When some people tell stories of First Night, they say that they used fire to scare off the zoms. They say that zoms won’t cross a line of fire, that they’ll retreat from a torch. They say that if a zom catches fire, it will run away. Tom says this is wrong.

 

He says that a zom will walk through fire. He says that they are attracted to its light and movement. He says that he’s seen burning zoms walk as far as a hundred yards before the heat did so much damage to muscles and tendons that they couldn’t walk anymore.

 

And he says that when the army nuked the big cities, waves of radioactive zoms kept coming, and people sometimes died from the intense radioactivity before the zoms could bite them.

 

What ARE they?

 
40
 

“S
OMETHING’S COMING!” WHISPERED
S
ALLY
T
WO
-K
NIVES.

 

Tom Imura got quickly to his feet, his fingers curled around the handle of his sword. They were huddled together under the eaves of an olive tree that grew amid a cluster of tall boulders. As he crept to the edge of the largest boulder, Tom heard the soft hiss of Sally drawing one of her knives. He tuned that out and focused on the darkened woods beyond. Before setting up their temporary camp, Tom had gathered armloads of frail twigs and scattered them along any likely path of approach. The snap of a twig had brought them both to full alertness.
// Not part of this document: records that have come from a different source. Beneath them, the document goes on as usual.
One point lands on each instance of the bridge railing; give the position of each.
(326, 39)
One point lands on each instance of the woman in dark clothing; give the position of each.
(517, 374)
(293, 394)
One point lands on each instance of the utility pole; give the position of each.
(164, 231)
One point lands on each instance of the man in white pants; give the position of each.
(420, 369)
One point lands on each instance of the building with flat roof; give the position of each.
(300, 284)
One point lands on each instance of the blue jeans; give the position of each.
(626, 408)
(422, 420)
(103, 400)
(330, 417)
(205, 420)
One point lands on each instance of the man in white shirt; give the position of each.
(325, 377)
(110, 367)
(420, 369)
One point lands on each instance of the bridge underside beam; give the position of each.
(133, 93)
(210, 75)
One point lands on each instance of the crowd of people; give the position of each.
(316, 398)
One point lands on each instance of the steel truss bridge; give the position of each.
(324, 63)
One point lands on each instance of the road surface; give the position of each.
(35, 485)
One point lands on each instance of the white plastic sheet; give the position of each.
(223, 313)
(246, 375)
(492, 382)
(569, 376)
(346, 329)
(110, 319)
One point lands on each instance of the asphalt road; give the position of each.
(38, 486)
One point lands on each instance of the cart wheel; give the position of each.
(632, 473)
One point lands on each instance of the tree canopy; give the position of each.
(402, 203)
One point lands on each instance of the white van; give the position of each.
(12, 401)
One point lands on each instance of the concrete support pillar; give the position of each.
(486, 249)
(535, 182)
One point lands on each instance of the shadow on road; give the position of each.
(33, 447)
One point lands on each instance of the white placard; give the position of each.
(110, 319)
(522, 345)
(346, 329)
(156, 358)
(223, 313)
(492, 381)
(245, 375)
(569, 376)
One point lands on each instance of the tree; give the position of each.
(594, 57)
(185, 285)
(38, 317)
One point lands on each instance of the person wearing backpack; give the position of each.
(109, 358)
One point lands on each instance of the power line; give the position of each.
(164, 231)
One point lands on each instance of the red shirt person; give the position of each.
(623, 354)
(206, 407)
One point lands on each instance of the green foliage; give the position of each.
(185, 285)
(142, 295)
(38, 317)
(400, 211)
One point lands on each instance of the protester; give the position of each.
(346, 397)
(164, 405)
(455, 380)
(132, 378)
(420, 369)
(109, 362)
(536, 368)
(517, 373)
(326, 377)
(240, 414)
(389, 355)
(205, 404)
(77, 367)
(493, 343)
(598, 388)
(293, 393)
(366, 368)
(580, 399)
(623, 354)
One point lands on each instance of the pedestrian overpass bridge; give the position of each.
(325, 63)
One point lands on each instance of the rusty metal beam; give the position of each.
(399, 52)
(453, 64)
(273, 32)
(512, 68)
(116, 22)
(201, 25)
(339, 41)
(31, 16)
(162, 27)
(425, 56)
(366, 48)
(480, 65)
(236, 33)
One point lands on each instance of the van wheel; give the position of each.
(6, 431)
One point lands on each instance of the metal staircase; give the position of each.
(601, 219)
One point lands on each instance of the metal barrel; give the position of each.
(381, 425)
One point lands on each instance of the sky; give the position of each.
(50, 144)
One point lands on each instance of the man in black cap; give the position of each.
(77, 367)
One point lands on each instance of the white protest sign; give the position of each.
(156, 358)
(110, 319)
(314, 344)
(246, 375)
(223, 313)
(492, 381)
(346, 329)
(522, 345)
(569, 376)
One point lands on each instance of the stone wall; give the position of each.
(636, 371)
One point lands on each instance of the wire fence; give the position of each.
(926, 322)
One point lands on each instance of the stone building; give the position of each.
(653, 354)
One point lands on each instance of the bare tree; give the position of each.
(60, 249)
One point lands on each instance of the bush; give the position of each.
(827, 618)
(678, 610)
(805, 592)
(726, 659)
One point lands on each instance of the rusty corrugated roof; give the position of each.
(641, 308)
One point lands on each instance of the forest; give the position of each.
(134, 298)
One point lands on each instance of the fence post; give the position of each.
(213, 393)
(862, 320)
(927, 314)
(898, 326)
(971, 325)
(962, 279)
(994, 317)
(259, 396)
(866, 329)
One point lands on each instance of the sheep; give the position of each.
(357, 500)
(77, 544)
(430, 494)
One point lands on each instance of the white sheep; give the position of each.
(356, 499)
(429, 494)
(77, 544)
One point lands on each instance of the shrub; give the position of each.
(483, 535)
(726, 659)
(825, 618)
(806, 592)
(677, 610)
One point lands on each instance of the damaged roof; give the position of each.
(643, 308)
There was a second snap. And a third. Whoever was out there didn’t care about making sound. In this world that meant one of two things. Either the person was traveling with a party that was so heavily armed that he had no fear of attracting the attention of the living dead; or they were the living dead. Tom edged farther out and let himself go still, becoming part of the rock, the shadows, and the forest. He had reluctantly accepted some of Sally’s cadaverine only because it would have been virtually impossible to get her up into a tree for
the night. With one injured arm and a bad stab wound, Sally would be lucky if she could walk. Forget climbing.